Director:Olivier Assayas
Producer:Charles Gillibert
Screenwriter:Olivier Assayas
Cinematographer:Yorick Le Saux
Editor:Simon Jacquet
Cast:Juliette Binoche
Guillaume Canet
Vincent Macaigne
Christa Théret
Pascal Greggory
Print Source:IFC Films
Note Writer:Joe Bowman


The thorny relationship between art, literature, and commerce has never been more seductive than in French auteur Olivier Assayas’ latest comedy of manners. Having explored the worlds of stage and screen in Clouds of Sils Maria (MVFF 2014) and fashionista celebrity culture in Personal Shopper (MVFF 2016), Assayas turns his sly gaze to the fantasies and foibles of publishing in Non-Fiction. As the bed-hopping, charmingly opinionated Parisians at the heart of the film analyze the future of digital media (often in flagrante), they express their grief—in spirited (and spirit-drenched) discussion—over the death of the printed word. Featuring the ever-luminous Juliette Binoche, as a past-her-prime primetime TV star, alongside magnificent Guillaume Canet as a suave book publisher and philandering husband; and the show-stealer Vincent Macaigne as a hilariously obsequious has-been author whose self-pitying demeanor belies a rapscallion of the lowest order.

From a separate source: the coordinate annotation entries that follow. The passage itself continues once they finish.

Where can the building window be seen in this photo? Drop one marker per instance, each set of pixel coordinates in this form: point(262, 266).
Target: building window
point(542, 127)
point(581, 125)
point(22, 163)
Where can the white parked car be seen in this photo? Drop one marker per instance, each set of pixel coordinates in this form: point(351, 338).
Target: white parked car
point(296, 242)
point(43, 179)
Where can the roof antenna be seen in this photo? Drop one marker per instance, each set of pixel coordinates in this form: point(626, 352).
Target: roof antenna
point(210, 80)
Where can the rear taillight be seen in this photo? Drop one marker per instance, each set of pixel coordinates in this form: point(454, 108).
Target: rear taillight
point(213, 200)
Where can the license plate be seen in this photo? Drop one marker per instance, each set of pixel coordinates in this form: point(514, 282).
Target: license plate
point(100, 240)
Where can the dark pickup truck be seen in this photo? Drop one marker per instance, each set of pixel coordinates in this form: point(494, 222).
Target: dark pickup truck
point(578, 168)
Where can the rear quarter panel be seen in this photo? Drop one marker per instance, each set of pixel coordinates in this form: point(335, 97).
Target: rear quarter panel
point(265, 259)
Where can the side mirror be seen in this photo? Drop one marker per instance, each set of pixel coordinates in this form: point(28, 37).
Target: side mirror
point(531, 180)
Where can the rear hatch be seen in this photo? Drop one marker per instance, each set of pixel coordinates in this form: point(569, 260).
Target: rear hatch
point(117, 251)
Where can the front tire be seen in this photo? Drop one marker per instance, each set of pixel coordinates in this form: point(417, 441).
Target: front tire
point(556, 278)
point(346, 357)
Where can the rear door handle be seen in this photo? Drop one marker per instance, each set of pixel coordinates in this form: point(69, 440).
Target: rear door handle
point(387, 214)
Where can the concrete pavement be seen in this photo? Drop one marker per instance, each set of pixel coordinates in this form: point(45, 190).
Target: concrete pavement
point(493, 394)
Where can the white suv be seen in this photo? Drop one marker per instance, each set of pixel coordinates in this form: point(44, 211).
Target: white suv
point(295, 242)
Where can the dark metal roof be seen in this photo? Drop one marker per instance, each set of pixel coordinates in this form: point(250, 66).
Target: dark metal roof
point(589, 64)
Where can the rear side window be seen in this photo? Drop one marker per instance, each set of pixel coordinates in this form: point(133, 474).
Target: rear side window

Funny, wry, and sophisticated, Non-Fiction is essential viewing for bibliophiles and cinephiles of all stripes.

Additional Information

Born in Paris on January 25, 1955, Olivier Assayas started out as a painter and graphic designer. He began making his own short films while pursuing his interest in globalizing culture and technology as an editor of Cahiers du Cinéma from 1980 to 1985. Since his first feature film, Désordre (1986), which was awarded the Critic’s Week Prize at the Venice Film Festival, he has consistently delivered a rich and diverse body of work that has brought him international recognition. Summer Hours (2008) was named one of the “Best Films of the 21st Century (so far)” by The New York Times. Additional features include: Irma Vep (1997), demonlover (2002), Clouds of Sils Maria (2014), and Personal Shopper (2016), for which he won the Best Director prize at Cannes. Assayas has also published a few books including a collection of his essays on film, a biography of Kenneth Anger, and a series of conversations with Ingmar Bergman.